Figure 3: Program fragment 2

  Init( ):                            /* Node A */
  if (ReportOption)
  {
        GenReport(ReportOption);      /* Node B */
  }
  else
  {
        ReportError(ReportOption);    /* Node C */
  }
  Finish( );                          /* Node D */

Sum of the number of decisions,                        ANDs, ORs + 1.

The following if statement has an Extended Cyclomatic Complexity of 5 because there is 1 if statement, 2 AND (&&), 1 OR (| |).

  if (_dbStatus == 0 && IsValid( ) | |
             _dbStatus > 10 && IsExpr())
{     
    return 0;   
}

Uses of Software Metrics

The useful thing about all these metrics is that they actually help develop better code. Here are some examples.

After writing a piece of code, a software developer can compute the software metrics (using a tool, of course,) to provide feedback about potentially troublesome aspects of a program. The software metrics can be compared against a norm that is user-definable. Remedial action, if necessary, can then be taken. This could be a different approach or algorithm that will produce less complex code, breaking the program down to simpler modules. There are applications where even the best solution may be very complex. In this case, software metrics can identify the modules that need better and extra documentation.

A small percentage of modules in a software system has an inordinate amount of errors. Software metrics can identify the more error-prone modules, and greater resources can be allocated to testing them. During the maintenance phase, software metrics can be used as one of the tools to measure the amount of effort and time required to make changes to existing modules.

Software metrics should be viewed as one of the tools (among many) to help manage the process of developing software. However, this tool is not a replacement for common sense.

In some programs, the metrics may not accurately capture complexity and flag the programs as being overly complex or less complex than they actually are. Common sense will aid in determining if the metric results are reasonable. Applying the metrics to one or two individual programs may be disappointing.
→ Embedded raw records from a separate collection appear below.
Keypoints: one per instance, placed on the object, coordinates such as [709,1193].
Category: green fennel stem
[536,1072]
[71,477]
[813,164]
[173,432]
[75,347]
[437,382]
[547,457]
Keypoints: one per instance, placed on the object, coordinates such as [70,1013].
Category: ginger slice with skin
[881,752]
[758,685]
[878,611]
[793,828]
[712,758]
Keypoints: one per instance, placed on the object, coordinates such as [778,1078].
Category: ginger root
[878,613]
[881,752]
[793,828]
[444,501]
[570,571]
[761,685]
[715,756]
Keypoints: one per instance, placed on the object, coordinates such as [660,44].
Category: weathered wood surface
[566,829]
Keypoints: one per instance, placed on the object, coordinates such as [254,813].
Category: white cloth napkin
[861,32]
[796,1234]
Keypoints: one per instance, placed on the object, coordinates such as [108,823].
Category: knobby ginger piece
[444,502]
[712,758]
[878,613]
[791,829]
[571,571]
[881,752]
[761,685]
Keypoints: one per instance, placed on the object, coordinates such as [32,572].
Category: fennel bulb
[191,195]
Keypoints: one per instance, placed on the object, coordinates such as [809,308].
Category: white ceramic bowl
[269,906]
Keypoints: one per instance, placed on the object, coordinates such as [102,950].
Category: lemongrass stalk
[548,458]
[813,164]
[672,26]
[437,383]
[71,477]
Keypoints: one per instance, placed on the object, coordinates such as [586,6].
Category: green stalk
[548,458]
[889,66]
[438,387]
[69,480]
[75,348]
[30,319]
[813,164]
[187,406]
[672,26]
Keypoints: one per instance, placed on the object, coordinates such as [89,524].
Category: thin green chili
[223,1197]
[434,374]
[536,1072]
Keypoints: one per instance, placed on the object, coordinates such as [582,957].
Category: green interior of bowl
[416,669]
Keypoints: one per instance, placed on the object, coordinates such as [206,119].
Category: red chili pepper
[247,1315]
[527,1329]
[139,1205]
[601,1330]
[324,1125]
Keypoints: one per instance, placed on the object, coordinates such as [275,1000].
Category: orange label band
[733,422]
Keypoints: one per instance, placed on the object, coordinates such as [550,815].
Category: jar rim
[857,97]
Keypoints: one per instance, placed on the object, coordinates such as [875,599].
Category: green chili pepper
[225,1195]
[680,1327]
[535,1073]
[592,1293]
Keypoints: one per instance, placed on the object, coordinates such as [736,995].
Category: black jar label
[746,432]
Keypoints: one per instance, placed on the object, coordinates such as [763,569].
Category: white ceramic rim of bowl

Software metrics work best when applied to a large group of programs.

Validity of Software Science and Cyclomatic Complexity

While much of the literature in software metrics reports studies supporting the software metrics described in this article, several researchers have expressed doubts about its validity. Shen, Conte, and Dunsmore voice most of the objections raised by researchers. Much of the criticism is directed at certain assumptions made by Halstead and the methodology used by those studies that support Software Science. These objections drive home the point that software metrics are effective in a statistical sense when applied consistently to a large number of programs.

References

Much of the information for this article was taken from Reference 1. References 2 and 3 are classics by the founders of the metrics examined in this article. Reference 4 is a critique on Software Science and gives examples of situations where it does not work.

1. SET Labs Inc., PO Box 03627, Portland, OR 97203, "PC-METRIC."

2. Halstead, M., "Elements of Software Science," Elsevier North Holland, New York 1977.

3. McCabe, T., "A Complexity Measure," IEEE Transactions on Software Engineering (Dec. 1976): 308 - 320.

4. V. Shen, S. Conte, and H. Dunsmore, "Software Science Revisited: A Critical Analysis of the Theory and Its Empirical Support," IEEE Transactions on Software Engineering (March 1983): 155 - 165.